Africa has a rich musical tradition with a wide variety of instruments, many of them ancient and long associated with oral tradition, storytelling and improvisation. For centuries, Africa has produced a wide variety of different drums, idiophones, string instruments and more. Many African musicians can play more than one instrument with equal skill.
The kalimba, also called a thumb piano, is an ancient percussion instrument originally made with bamboo strips fitted against a wooden box resonator. Modern kalimbas are made with metal keys rather than bamboo. A kalimba player plucks the ends of the metal keys with his fingers. Kalimba’s can be made with different numbers of keys.

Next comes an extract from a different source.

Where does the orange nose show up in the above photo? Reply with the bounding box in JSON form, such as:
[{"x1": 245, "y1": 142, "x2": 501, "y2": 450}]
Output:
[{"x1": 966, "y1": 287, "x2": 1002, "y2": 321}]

The talking drum is a narrow drum with an hourglass or “waisted” shape. Players hold the talking drum under the arm, and squeeze the drum between the arm and torso to change the sound’s pitch. The talking drum is popular in many countries in West Africa, including Ghana, Nigeria, Benin and Mali.
The kora is a string instrument with 21 strings made from a large gourde covered in animal hide. The kora is similar to the lute or the guitar, and its sound often resembles that of a harp. West African musicians often refer to a kora player as a “Jali,” a term that means “Storyteller.” The instrument is popular in many West African countries, including Senegal, Gambia, Mali, Burkina Faso and the Ivory Coast.
The balafon is a percussion instrument similar to the xylophone or the marimba, though much larger. A musician plays the balafon by hitting the wooden tuned keys with paddles or mallets. Sound resonates in the large gourds set inside the instrument’s frame. The balafon is popular in Ghana, Burkina Faso, Mali and the Ivory Coast. One of the most famous balafon players is Kélétigui Diabaté, who plays with the Malian musician Habib Koite and his musical group Bamada.